Read this in Chinese: 中文.
ECE408 is a great course offered by UIUC on learning CUDA. However, for students not enrolled at UIUC, it can be challenging to follow along with the labs and milestone projects which require access to specific computing resources.
This project aims to make it easier to learn the material in ECE408 using your own local environment (GPU, system etc). It provides implementations of key assignments from the course, so you can get hands-on CUDA experience.
ECE408 Class Schedule: https://wiki.illinois.edu/wiki/display/ECE408/Class+Schedule ECE408 Labs and Project: https://wiki.illinois.edu/wiki/display/ECE408/Labs+and+Project
By completing this project, you will:
- Gain practical experience with CUDA
Even without access to UIUC's specific infrastructure, you can get hands-on practice with the key concepts from ECE408. Let me know if any part of the course content is unclear or missing - I'm happy to add more details to cover the full curriculum.
This is a repository containing subfolders for individual ECE408 CUDA labs and milestone projects.
To run them, follow these steps:
-
Clone this repository locally, either using git clone or by downloading the zip file from GitHub and extracting it.
-
Each lab and project has a CMake file for compilation. Go into the subfolder, create a build directory, and run the cmake .. command to generate the Makefile.
-
Use the make command to compile and generate the executable.
Here are separate explanations for the milestone projects and labs in English:
-
The project code is in mini-dnn/GPU_conv_baseline.cu.

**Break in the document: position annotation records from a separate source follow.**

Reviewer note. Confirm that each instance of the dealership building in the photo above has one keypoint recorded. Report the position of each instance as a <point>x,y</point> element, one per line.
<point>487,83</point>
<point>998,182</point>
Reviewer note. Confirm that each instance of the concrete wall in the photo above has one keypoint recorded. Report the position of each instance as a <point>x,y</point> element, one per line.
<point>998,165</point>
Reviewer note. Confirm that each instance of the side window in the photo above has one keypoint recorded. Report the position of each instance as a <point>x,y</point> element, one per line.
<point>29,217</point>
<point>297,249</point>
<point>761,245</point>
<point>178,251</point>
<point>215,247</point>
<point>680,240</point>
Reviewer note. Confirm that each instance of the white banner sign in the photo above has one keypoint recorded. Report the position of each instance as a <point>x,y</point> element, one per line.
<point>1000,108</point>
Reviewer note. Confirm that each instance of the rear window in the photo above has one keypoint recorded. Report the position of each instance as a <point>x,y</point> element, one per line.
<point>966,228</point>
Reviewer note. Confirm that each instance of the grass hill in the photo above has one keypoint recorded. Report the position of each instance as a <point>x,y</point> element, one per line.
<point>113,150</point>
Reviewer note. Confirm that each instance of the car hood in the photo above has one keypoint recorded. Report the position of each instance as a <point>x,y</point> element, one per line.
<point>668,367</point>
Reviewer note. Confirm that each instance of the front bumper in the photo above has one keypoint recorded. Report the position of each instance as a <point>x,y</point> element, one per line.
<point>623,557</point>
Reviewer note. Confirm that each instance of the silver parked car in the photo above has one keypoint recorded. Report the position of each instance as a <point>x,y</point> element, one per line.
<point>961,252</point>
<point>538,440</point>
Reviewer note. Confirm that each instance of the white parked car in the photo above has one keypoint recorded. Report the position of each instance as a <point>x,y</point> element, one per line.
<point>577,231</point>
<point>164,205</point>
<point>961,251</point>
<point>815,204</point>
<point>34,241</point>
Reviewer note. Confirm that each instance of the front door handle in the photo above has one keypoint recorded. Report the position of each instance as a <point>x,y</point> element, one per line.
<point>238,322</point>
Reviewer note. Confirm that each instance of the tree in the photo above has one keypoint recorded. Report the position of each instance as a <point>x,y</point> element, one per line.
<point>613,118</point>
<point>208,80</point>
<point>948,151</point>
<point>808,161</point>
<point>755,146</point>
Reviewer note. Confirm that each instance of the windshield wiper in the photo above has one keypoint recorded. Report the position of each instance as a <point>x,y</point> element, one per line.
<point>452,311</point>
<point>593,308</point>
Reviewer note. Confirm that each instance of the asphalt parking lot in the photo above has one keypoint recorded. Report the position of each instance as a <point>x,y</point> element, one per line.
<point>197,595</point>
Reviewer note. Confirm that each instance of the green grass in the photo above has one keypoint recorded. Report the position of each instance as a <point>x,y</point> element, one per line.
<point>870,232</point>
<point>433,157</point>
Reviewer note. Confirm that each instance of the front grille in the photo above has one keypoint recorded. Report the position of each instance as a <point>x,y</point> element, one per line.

This is a baseline CUDA convolution layer implementation.
-
You need to modify this file and utilize learned CUDA optimization techniques to accelerate convolution computation, such as shared memory, loop unrolling, etc.
-
You can incrementally optimize in steps, implementing one technique at a time. Test and record speedups.
-
The goal is to maximize convolution layer execution speed as much as possible, achieving peak performance.
-
Commit your optimized code to GitHub for comparison with others' results.
-
Each lab has a separate folder containing code templates.
-
You need to edit the specified files and complete the code according to lab requirements.
-
The labs cover various aspects of CUDA programming, such as memory, threads, etc.
-
Run the 'run_datasets' to verify correct implementation.
There is 1 device supporting CUDA
Device 0 name: NVIDIA GeForce RTX 4090
- Computational Capabilities: 8.9
- Maximum global memory size: 25756696576
- Maximum constant memory size: 65536
- Maximum shared memory size per block: 49152
- Maximum block dimensions: 1024 x 1024 x 64
- Maximum grid dimensions: 2147483647 x 65535 x 65535
- Warp size: 32
This shows my system has 1 GPU (NVIDIA GeForce RTX 4090) available for CUDA computations, with 24GB of memory and compute capability 8.9.
The GPU can support up to 1024 x 1024 x 64 threads per block, and very large grid dimensions for parallel processing.
The output validates that my GPU setup is correctly configured for running CUDA programs and neural network training.